Santhera will stop the SIDEROS trial (including extension) and participants who are enrolled in the study will discontinue study medication and complete the study’s follow-up evaluations. Furthermore, following up on the recommendation from the DSMB, Santhera will discuss the impact of ending the SIDEROS study on ongoing expanded access programs with the corresponding regulatory bodies.

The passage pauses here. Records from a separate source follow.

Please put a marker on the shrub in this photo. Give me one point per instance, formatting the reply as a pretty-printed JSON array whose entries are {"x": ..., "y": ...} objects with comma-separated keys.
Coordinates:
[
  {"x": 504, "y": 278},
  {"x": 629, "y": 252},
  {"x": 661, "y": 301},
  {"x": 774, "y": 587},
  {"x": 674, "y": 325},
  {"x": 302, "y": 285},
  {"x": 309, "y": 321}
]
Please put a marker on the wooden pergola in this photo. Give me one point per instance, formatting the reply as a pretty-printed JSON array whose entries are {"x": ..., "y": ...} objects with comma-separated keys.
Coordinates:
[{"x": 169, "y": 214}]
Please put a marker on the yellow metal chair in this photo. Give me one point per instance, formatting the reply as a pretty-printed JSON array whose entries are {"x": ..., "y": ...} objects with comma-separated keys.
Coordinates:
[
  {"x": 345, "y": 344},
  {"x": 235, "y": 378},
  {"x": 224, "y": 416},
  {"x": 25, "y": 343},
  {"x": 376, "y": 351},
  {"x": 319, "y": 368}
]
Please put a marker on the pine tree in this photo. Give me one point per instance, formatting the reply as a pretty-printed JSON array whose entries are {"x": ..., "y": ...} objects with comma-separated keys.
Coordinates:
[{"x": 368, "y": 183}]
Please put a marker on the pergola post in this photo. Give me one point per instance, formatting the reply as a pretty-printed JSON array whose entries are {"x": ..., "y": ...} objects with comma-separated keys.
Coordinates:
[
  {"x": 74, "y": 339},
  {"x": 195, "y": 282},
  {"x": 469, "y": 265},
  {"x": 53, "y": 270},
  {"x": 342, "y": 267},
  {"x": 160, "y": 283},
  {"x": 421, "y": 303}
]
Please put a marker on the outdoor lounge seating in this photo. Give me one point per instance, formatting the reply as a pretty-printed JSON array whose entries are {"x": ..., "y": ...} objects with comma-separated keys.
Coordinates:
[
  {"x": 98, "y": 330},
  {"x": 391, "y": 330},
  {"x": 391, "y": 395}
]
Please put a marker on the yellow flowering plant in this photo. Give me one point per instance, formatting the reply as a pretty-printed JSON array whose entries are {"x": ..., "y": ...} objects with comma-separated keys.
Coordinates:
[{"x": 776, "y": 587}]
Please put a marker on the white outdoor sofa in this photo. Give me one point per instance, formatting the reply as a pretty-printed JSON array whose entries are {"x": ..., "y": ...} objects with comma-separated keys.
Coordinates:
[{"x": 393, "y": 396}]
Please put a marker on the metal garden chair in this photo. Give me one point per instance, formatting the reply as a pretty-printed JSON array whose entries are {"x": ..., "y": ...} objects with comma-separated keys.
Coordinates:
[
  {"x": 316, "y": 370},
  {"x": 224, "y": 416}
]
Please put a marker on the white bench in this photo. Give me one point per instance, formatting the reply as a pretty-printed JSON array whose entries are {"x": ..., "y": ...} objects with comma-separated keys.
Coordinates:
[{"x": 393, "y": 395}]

“We would like to thank the patients and the families, as well as investigators and medical professionals, who participated in the SIDEROS study. Without their contributions we would not be able to advance DMD research,” said Dario Eklund, Chief Executive Officer of Santhera. “While this is obviously not the outcome we expected, all our efforts in DMD will now be focused on progressing the promising drug candidate vamorolone which we recently licensed from ReveraGen to its next inflection point, the readout of 6-month topline data from the pivotal VISION-DMD study planned for the second quarter of 2021.”
In connection with this decision, Santhera intends to start a restructuring process, aligning its operations to focus on progressing vamorolone for DMD, lonodelestat for cystic fibrosis and other lung diseases and its discovery-stage gene therapy approach for congenital muscular dystrophy.